How about testCompile dependencies like jUnit? Will Eclipse allow main code to see classes in those?

liblit commented 4 years ago

Eclipse correctly flags org.junit as unresolvable when I add import org.junit.Test; to a main source file.

Thank you for asking good questions, @msridhar!

msridhar commented 4 years ago

That’s great! So then it seems that Eclipse now does understand the difference between main and test dependencies. At least I can’t think of what other problem is there.

So I think we can start merging these projects. But I’m not sure how to order the work. @liblit do you think it’s worth trying to fix the remaining blockers (like with testutil) so we can try to do all the renaming / merging of projects at once?

liblit commented 4 years ago

@msridhar wrote:

So then it seems that Eclipse now does understand the difference between main and test dependencies.

Indeed, this is much better than it used to be. There’s still the problem of false cycles, though. My current understanding is that Eclipse requires an acrylic dependency graph among subprojects, whereas IntelliJ IDEA and Gradle only require acyclic dependencies among subproject sourceSets.
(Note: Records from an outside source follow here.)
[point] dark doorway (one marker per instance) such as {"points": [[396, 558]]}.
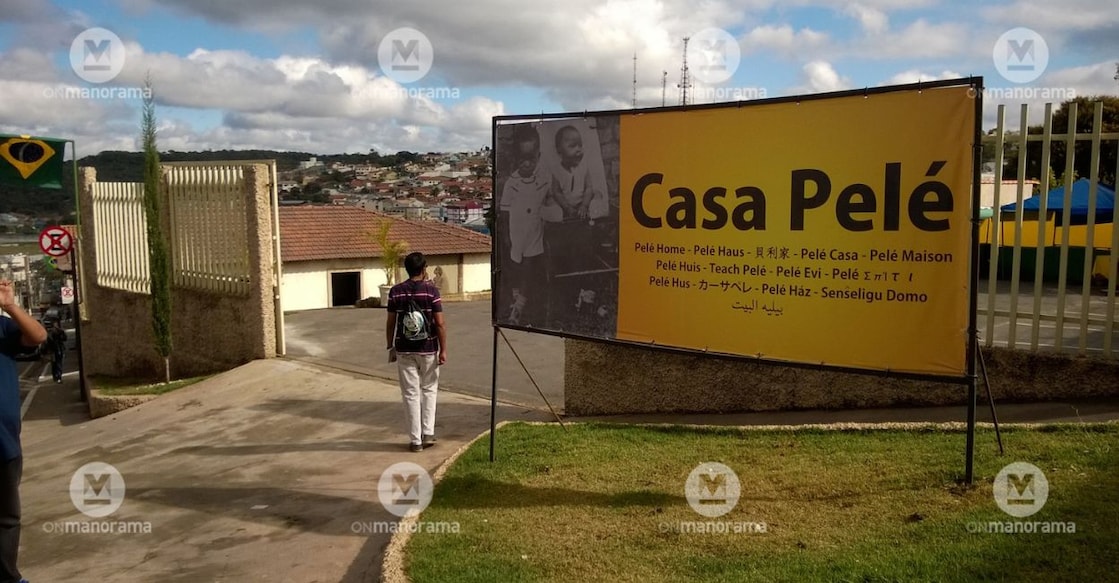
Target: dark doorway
{"points": [[345, 288]]}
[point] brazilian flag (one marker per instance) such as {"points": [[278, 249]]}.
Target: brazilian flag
{"points": [[31, 161]]}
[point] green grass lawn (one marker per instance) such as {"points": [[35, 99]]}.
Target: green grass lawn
{"points": [[605, 502], [113, 386]]}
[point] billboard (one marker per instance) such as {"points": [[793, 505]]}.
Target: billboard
{"points": [[830, 231]]}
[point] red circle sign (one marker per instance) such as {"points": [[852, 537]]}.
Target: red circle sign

@liblit do you think it’s worth trying to fix the remaining blockers (like with testutil) so we can try to do all the renaming / merging of projects at once?

Yes, that would be kindest. If these mass restructurings are disruptive for any other WALA users out there, I’d rather impose this pain on them just once rather than twice or more.

My rough-draft merging experiment used the pending changes from #635 as its starting point. I think that’s the right way to approach any attempt to resolve the remaining blockers: begin with #635 and tweak as needed. Once we have the remaining blockers resolved (or have given up on some as unresolvable), then I will redo the merge in a more orderly, non-experimental manner.

@msridhar, care to lend a hand on some of those blockers? It seems you already have strategies in mind akin to other work you recently did. I’d be happy to bring my #635 branch over into this WALA repository if that would be more convenient than where it currently lives in my personal WALA staging repository.

msridhar commented 4 years ago

@liblit I am very happy to help. Unfortunately with the start of the quarter coming I won't have much time to hack on this for a couple of weeks at least. The key outstanding tasks I think are:

Maybe we could make tasks on this and track it somehow? Like I said I won't be able to look for a while but this way we can track our progress.

And I'm happy to work on your fork if it's easier; either way is fine.

liblit commented 4 years ago

Maybe we could make tasks on this and track it somehow? Like I said I won't be able to look for a while but this way we can track our progress.

Yes, good idea. I have added #637, #638, and #639 to track each of these. We can use those to collect and preserve any further discussion on each, and use their assignees lists to avoid accidental redundant work. I have also created a milestone to gather those three new issues, this issue #636 (which depends on the other three), and pending pull request #635 (which we are postponing until #636 is also ready).

I have pushed two branches to the official WALA repository to contain our work:

This is all done with the understanding that I will be doing most of the code-slinging, consulting @msridhar as needed for opinions, advice, and pull request reviews.

liblit commented 4 years ago

@msridhar, I just noticed that the following subprojects still include Maven pom.xml and build.properties files:

Do you recommend leaving these alone for now, as you did for another subproject that still has Maven build configuration files?

msridhar commented 4 years ago

Yes, those should be left alone. Those are the files needed to run Eclipse Plug-in tests with Tycho in the Maven build. Until we figure out a non-Maven Tycho alternative they will need to stay in place.

msridhar commented 4 years ago

In fact, you may not want to do the merge-in of test projects under com.ibm.wala.ide.* for now; it may be tricky to keep the Maven build working if you do that.

liblit commented 4 years ago

Thanks for the guidance. I believe that those three are exactly the "test projects under com.ibm.wala.ide.*. So yeah, those stay as is for now.